Bagging a job at Goldman Sachs
‘ is a phenomenon rarer than receiving an acceptance letter from Harvard University.
During a presentation in Miami Tuesday, the investing giant reported that roughly 3% of its applicants, or 9,700 out of 313,000, secured a position in 2015. That number includes summer internships.
Harvard University posted an acceptance rate of 5.3% for 2015 applicants.
Investments banking jobs have a notoriously low acceptance rate. Fellow banking giant Morgan Stanley
reported that less than 2% of its applicants for a summer analyst position received an offer, according to Bloomberg.

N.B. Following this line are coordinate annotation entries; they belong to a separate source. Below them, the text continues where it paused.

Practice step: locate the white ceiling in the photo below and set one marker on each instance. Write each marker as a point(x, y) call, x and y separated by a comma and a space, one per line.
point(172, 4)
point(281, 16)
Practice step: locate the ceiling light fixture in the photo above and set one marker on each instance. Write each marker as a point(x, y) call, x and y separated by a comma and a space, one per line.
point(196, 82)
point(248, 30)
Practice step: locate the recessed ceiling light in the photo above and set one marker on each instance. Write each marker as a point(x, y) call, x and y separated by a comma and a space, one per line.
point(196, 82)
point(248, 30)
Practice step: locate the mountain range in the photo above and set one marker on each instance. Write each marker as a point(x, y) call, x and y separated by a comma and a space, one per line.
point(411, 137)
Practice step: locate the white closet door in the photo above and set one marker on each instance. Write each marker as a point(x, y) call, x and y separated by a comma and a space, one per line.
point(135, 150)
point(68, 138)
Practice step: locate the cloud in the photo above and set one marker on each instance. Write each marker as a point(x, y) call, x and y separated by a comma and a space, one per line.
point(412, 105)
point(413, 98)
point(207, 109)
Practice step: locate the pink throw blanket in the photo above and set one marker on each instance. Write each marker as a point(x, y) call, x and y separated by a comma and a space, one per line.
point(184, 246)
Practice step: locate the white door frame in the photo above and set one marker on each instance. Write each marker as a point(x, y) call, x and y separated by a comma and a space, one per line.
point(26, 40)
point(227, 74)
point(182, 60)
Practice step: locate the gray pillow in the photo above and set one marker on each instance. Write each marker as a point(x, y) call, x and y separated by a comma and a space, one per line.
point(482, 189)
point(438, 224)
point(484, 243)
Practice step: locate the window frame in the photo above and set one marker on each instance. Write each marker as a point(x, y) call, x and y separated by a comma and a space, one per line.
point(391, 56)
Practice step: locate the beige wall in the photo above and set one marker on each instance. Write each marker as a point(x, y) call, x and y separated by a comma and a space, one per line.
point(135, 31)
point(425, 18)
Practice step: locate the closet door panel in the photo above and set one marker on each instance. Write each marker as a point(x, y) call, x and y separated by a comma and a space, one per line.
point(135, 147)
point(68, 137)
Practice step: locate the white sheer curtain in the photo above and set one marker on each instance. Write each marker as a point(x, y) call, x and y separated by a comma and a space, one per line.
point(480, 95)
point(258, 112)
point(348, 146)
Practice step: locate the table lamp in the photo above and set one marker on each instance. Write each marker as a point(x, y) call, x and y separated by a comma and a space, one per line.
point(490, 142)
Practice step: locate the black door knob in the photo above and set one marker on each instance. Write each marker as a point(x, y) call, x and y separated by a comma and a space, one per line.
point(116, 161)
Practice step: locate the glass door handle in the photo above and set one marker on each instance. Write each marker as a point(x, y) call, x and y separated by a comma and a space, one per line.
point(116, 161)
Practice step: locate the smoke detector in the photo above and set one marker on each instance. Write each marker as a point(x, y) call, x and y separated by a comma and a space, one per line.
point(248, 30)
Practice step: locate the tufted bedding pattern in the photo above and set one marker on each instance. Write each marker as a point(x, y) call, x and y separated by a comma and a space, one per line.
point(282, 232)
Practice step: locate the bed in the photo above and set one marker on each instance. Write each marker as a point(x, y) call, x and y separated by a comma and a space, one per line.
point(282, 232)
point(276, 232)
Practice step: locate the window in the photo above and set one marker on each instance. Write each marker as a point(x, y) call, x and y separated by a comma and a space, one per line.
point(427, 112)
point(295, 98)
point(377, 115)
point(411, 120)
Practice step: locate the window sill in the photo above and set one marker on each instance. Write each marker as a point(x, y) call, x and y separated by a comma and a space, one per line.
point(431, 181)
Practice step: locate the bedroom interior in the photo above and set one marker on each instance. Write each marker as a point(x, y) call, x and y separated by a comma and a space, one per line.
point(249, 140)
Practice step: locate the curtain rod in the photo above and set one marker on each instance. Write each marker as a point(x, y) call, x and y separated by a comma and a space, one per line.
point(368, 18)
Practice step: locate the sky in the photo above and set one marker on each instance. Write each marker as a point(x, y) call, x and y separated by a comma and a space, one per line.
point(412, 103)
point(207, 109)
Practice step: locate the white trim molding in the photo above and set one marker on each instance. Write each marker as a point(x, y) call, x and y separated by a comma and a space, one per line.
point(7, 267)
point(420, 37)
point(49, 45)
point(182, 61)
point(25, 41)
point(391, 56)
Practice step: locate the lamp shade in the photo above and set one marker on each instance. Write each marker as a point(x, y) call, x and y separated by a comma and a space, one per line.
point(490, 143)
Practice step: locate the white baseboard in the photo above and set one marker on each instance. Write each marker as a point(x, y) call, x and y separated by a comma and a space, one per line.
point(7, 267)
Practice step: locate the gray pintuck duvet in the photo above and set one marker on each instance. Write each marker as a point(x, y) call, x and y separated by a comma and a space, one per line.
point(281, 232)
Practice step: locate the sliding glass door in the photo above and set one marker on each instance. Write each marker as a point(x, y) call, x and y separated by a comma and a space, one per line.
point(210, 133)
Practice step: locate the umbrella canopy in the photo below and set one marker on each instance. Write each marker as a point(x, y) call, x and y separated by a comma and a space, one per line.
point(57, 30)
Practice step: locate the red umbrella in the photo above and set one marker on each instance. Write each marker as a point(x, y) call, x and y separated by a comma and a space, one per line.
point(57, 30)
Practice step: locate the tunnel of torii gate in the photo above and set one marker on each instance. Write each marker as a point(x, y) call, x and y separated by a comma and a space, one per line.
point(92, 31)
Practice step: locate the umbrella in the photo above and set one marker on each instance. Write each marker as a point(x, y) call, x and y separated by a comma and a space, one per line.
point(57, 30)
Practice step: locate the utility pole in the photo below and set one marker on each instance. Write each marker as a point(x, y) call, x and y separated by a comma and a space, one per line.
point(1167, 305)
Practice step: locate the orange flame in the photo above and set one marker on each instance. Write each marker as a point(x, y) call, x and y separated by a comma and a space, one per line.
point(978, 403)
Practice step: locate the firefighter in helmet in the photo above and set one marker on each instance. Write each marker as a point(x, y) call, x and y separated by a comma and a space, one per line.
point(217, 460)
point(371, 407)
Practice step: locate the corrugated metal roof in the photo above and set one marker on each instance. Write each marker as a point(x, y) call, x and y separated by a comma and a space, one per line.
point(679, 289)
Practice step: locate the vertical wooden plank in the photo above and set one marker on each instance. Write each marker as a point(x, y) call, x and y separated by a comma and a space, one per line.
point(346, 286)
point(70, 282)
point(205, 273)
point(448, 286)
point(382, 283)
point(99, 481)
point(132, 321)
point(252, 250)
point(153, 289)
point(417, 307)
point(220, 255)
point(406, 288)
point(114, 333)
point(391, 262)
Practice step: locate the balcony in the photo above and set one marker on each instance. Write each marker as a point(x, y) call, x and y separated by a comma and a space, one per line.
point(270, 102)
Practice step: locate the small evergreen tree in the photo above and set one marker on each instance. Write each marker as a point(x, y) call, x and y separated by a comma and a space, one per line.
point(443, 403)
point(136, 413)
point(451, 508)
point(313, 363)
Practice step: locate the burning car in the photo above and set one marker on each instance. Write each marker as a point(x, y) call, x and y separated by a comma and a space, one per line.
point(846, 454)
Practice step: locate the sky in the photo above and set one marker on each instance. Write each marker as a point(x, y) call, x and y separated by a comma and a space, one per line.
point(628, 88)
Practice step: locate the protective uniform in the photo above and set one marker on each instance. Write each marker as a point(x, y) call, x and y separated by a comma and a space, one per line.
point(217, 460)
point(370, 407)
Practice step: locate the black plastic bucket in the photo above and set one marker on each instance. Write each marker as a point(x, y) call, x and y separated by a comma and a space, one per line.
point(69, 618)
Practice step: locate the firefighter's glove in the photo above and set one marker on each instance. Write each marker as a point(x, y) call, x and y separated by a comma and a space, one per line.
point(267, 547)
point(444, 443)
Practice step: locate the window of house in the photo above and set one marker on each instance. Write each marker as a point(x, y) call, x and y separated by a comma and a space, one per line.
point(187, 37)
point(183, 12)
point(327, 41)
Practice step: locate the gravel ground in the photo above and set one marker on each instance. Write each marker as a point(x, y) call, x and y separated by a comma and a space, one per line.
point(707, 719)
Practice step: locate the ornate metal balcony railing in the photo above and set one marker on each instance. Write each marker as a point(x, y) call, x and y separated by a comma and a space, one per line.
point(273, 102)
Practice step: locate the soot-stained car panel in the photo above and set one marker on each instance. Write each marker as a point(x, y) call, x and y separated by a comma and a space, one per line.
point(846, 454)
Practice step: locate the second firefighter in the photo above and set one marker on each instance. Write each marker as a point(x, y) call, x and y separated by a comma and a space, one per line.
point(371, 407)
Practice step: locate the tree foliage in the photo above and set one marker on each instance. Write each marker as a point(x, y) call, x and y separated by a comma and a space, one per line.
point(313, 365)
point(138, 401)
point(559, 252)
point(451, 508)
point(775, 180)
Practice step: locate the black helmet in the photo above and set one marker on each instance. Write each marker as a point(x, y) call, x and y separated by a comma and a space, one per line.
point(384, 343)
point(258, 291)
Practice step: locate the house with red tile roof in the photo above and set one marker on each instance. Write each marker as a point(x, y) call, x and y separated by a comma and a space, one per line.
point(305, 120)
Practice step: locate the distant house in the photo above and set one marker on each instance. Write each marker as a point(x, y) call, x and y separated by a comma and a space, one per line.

The number of employees at Goldman increased 11% since 2012, when the bank’s acceptance rate was also 3% with 267,000 applicants, CEO Lloyd Blankfein said at the Credit Suisse Group conference. Bloomberg first reported the story Tuesday.
While most banks were cutting down on staffing in 2015, the Wall Street giant hired 2,800 employees, up 8% from a year earlier, according to Business Insider.
But many of the new hires are located in low-cost areas such as Bangalore, Bengaluru, and Salt Lake City, according to the company’s second-quarter earnings call—keeping costs low. In the second quarter, 75% of new hires were based out of lower-cost areas according to Harvey Schwartz, Goldman’s CFO.
The percent of potential hires who accepted Goldman Sachs’ offers also fell this year to 82%, down from nearly 90% a year earlier, Bloomberg reported.
Blankfein said the bank was also working to round up more young talent, in part to reduce costs. In 2015, the number of lower level positions—analysts, associates, and vice presidents—rose 17% while the number of partners and managing directors has fallen 2% since 2012.
In recent years, Goldman Sachs also rolled out new rules in an effort to to retain its younger hires by doling out raises and banning junior bankers from working Saturdays.
It is not alone: Barclays
has mandated that junior employees stay away from the office on Saturdays, while J.P. Morgan
introduced advanced track promotions, allowing top analysts to become managing directors in 8.5 years rather than the traditional 12.5 years.